Anggota Komisi II DPRD Kaltim Firnadi Ikhsan menyoroti lemahnya sistem pengawasan distribusi beras sebagai akar persoalan. Menurutnya, sidak atau inspeksi mendadak yang selama ini dilakukan tidak cukup untuk mencegah praktik curang semacam ini.
“Kita tidak bisa hanya mengandalkan sidak insidental. Harus ada reformasi sistem pengawasan, dari hulu ke hilir,” kata Firnadi, Kamis, 31 Juli 2025.
Sebagai langkah konkret, DPRD Kaltim mengusulkan pembentukan Tim Pengawasan Terpadu lintas sektor yang melibatkan legislatif, akademisi, dan masyarakat sipil. Tim ini akan bertugas melakukan audit menyeluruh terhadap rantai distribusi, pelabelan, dan kualitas beras yang beredar di pasaran.
“Kita perlu audit menyeluruh terhadap rantai pasok beras, termasuk mekanisme pelabelan dan sertifikasi kualitas,” ujarnya.
Skandal beras oplosan terungkap setelah Kementerian Pertanian melaporkan lebih dari 200 merek terindikasi mencampur beras berkualitas rendah dengan beras premium dan memasarkan kembali dengan harga tinggi.
Selisih harga dari praktik tersebut mencapai Rp3.000 per kilogram, yang jika dibiarkan dalam jangka panjang berpotensi merugikan negara hingga Rp1.000 triliun.
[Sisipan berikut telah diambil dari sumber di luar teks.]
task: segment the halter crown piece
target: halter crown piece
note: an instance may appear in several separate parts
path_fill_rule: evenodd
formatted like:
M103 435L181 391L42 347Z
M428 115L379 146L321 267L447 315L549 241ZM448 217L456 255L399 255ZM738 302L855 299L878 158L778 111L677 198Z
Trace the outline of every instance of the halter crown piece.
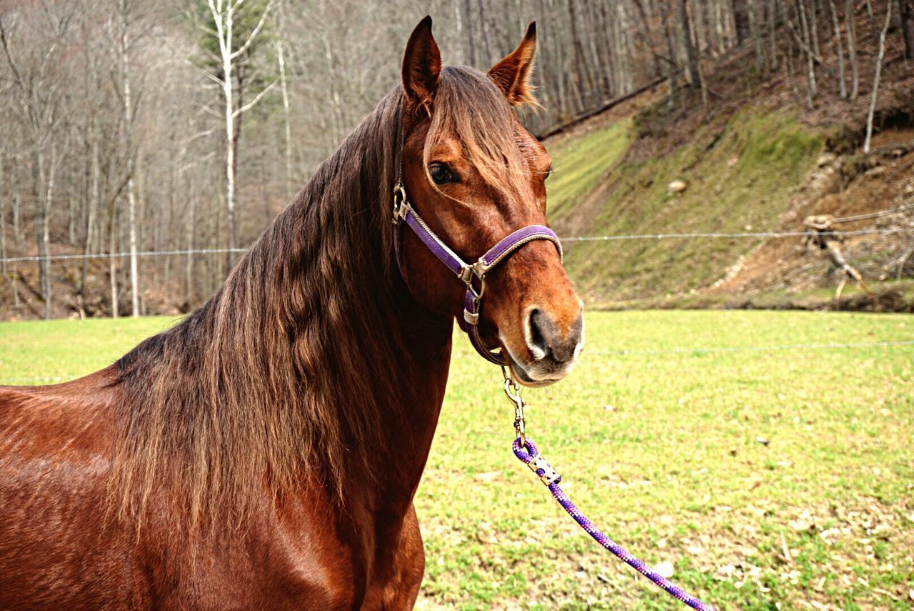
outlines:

Kalimantan Timur termasuk daerah yang terdampak, terutama di kota-kota besar seperti Balikpapan dan Samarinda. Sejumlah konsumen mulai mengeluhkan kualitas beras premium yang menurun meskipun harga terus naik. DPRD Kaltim pun menyuarakan pentingnya edukasi publik mengenai cara mengenali beras oplosan.
“Kita harus pastikan masyarakat tahu cara membedakan beras asli dan oplosan. Ini bukan hanya soal harga, tapi soal kesehatan,” ujar Firnadi.
Untuk itu, Komisi II DPRD Kaltim tengah menyusun rekomendasi regulatif agar standar kemasan, label, dan distribusi beras diperketat. Langkah ini diharapkan bisa memutus celah bagi pelaku usaha nakal yang merugikan masyarakat.
DPRD Kaltim mendorong lahirnya peraturan daerah (perda) khusus perlindungan konsumen pangan sebagai payung hukum bagi tindakan preventif dan represif terhadap pelanggaran distribusi produk pangan, terutama beras.
“Kalau perlu, kita dorong perda khusus perlindungan konsumen pangan,” tegas Firnadi.